Help was given as asset-transfer and support for 18 months, in India. Evaluations in seven different sites found large persistent and growing positive effects. Their mean monthly consumption increased by 25 %. Positive effects were also found in the assets, income, food security, financial stability, time spent on working, and physical and mental health, unlocking a “poverty trap” .

Abhijit Banerji is the second Indian to get this prestigious award. Earlier, Amartya Kumar Sen, who since 1972 has taught in the UK and the USA, contributed to welfare economics, the social choice theory, economic and social justice, economic theories of famine, decision theory, development economics, public health and true measures of well-being of developing countries. He is at present Professor of Economics and Philosophy at the Harvard and was awarded Nobel Prize in Economic Sciences in 1998 for his work in welfare economics. Both Banerji and Sen are from Bengal.

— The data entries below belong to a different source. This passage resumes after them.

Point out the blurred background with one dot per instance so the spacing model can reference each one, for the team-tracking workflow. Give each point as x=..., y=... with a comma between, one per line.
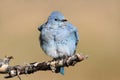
x=98, y=23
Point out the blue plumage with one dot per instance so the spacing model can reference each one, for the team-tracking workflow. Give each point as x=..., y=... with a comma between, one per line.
x=58, y=37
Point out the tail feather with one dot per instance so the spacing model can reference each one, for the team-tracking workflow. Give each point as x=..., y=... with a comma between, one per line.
x=62, y=70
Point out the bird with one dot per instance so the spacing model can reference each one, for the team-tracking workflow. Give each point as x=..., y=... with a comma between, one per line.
x=58, y=37
x=4, y=63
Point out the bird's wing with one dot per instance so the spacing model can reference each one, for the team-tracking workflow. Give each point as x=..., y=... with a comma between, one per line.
x=41, y=27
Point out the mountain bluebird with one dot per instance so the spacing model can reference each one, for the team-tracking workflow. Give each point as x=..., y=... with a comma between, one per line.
x=58, y=38
x=4, y=64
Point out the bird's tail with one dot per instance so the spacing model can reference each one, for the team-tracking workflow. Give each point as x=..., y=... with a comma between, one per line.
x=62, y=70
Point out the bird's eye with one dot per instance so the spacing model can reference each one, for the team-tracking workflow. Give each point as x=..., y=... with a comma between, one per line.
x=56, y=19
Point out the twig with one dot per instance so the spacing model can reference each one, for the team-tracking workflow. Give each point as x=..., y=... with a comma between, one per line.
x=53, y=65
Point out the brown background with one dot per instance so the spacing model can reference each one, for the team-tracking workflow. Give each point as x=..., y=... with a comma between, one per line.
x=98, y=22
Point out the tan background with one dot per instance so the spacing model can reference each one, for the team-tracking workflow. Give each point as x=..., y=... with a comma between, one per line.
x=98, y=22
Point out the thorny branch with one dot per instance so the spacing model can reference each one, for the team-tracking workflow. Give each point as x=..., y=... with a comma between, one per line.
x=53, y=65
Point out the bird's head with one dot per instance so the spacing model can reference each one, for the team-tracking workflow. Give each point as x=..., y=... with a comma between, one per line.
x=56, y=18
x=9, y=57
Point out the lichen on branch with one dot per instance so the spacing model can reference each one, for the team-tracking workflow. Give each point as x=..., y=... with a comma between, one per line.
x=52, y=65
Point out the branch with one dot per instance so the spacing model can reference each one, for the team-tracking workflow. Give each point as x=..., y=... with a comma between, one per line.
x=53, y=65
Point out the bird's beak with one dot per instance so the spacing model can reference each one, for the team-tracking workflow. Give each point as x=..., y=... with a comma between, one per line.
x=64, y=20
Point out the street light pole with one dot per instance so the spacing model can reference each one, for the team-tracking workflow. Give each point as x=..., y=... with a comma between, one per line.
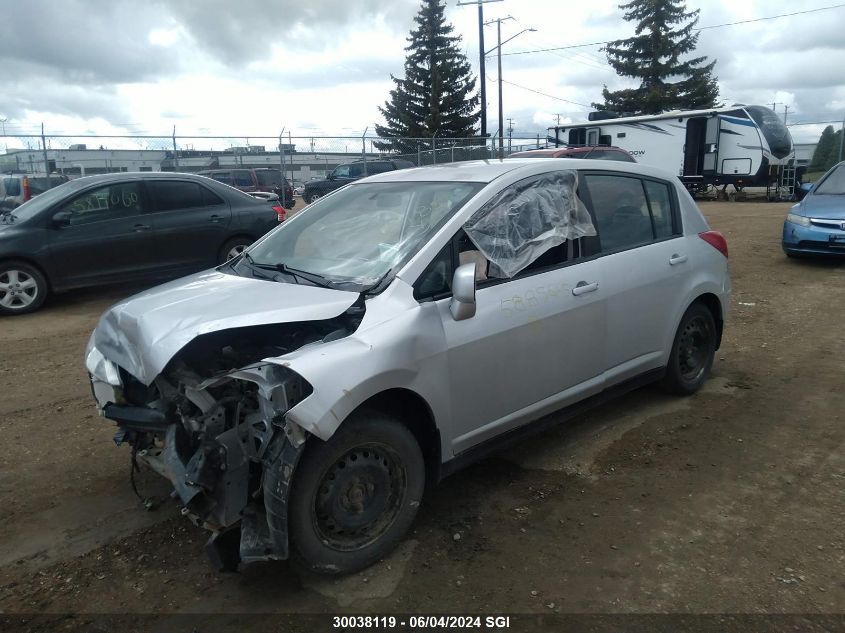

Esther Duflo is the Second Woman to get the Economics Prize 

The Economics prize was introduced in 1968 by Sweden’s Sverige Riksbank on the bank’s 300th anniversary. This is not one of the five prizes Alfred Nobel had established in his Will in 1895 ( for Physics, Chemistry, Physiology / Medicine, Literature and Peace). However, it is announced along with the other Nobel Prizes and is now awarded at the same ceremony.  So far, two women have received the Economics prize, Elinor Ostrom, who won in 2009, and now Esther Duflo, who won in 2019. The Economics prize is now available to researchers in such subjects as Political science, Psychology, and Sociology also.